Punto Taichong F3 – LV3 (meridiano del fegato Jueyin del piede, tra primo e secondo metatarso): l’estensione del dorso del piede e dell’alluce durante la flessione tende il meridiano del fegato e può stimolare indirettamente Taichong.

Xiangu ST43, Chongyang ST42 e Neiting ST44 (meridiano dello stomaco Yangming del piede, tra i metatarsi dorsali): ricevono una lieve stimolazione quando il dorso del piede viene teso.

Zulinqi VB41 – GB41 (meridiano della cistifellea Shaoyang del piede, tra quarto e quinto metatarso): può essere coinvolto quando viene stirata la parte esterna del dorso del piede.

Dal punto di vista dei meridiani:

Flessione del piede (dorsiflessione) → allunga principalmente i tre meridiani yin del piede (rene, fegato e milza), favorendo la salita del qi e aiutando a rafforzare la milza, armonizzare il fegato e tonificare i reni.

Estensione del piede (flessione plantare) → allunga principalmente i tre meridiani yang del piede (stomaco, cistifellea – vescicola biliare , e vescica urinaria).

L’effetto di “stimolazione” sui punti energetici è più debole rispetto all’agopuntura o alla digitopressione, ma praticare regolarmente la sezione 9 di XSZ può nel lungo periodo armonizzare il Qì e il sangue dei sei meridiani degli arti inferiori.

弹腿翘足 (Tán Tuǐ Qiào Zú)
“Spingere la gamba all’esterno, flettere il piede, disegnare il Taiji”.

Nella seconda forma di Zhineng Qigong, Xing Shen Zhuang (Forma Corpo-Mente), la sezione 9 è dedicata agli arti inferiori, con movimenti di sollevamento della gamba, flessione del piede, rotazioni della caviglia e controllo dell’equilibrio che possiamo vedere in questi due video:

Benefici tradizionalmente attribuiti alla Sezione 9:
* Rafforza gambe, ginocchia e caviglie.
* Migliora equilibrio, stabilità e coordinazione.
* Favorisce la circolazione del Qi e del sangue negli arti inferiori.
* Aiuta ad aprire e sciogliere i blocchi nei meridiani che attraversano gambe e piedi.
* Migliora la mobilità delle articolazioni di anca, ginocchio e caviglia.
* Rafforza la connessione tra Dantian inferiore e radicamento al suolo.
* Sviluppa concentrazione mentale e presenza attraverso il mantenimento dell’equilibrio su una sola gamba.
* Riduce rigidità e stagnazioni energetiche nella parte inferiore del corpo.
 
Secondo la teoria dello Hunyuan Qi, gli esercizi dello Xing Shen Zhuang servono a mobilizzare il Qì nei tessuti profondi – pelle, muscoli, legamenti, vasi sanguigni e ossa – favorendo una migliore integrazione tra corpo e mente.
 
La sezione 9 concentra questo lavoro soprattutto sulle gambe e sui piedi, che rappresentano il radicamento e la connessione con la Terra.
 
Effetti che molti praticanti riferiscono:
* Sensazione di calore nei piedi.
* Formicolio o flusso energetico lungo le gambe.
* Maggiore leggerezza nel camminare.
* Migliore percezione del centro di gravità.
* Sensazione di stabilità e “radicamento”.

Velocemente, ecco tutta la forma Xing Shen Zhuang di Zhineng Qigong 

Movimenti semplici ma impegnativi che, praticati con regolarità, contribuiscono all’armonizzazione energetica dell’intero organismo e al mantenimento di una buona vitalità.

Un aspetto fondamentale della sezione 9 dello Xing Shen Zhuang è l’equilibrio.

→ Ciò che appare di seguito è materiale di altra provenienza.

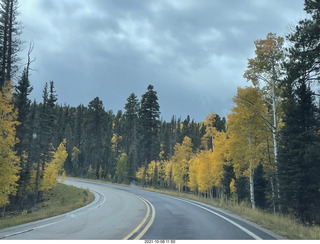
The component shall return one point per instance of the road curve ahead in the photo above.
(132, 213)
(113, 215)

Durante l’alternanza tra dorsiflessione e flessione plantare, il praticante sviluppa una maggiore consapevolezza dell’appoggio, della stabilità e della distribuzione del peso corporeo.

L’equilibrio non è solo una qualità fisica, ma anche energetica: attraverso un piede stabile e ben radicato, il Qì può fluire più armoniosamente in tutto il corpo, favorendo coordinazione, centratura e presenza mentale.

Buona pratica!

Haola

Maria Grazia Mauri 

Zu Chang, il Campo di Qì del Zhineng Qigong, è composto dallo Hunyuan Qì che si genera dall’unione del Qì del Maestro, con il Qì del mondo naturale e il Qì di ogni essere vivente.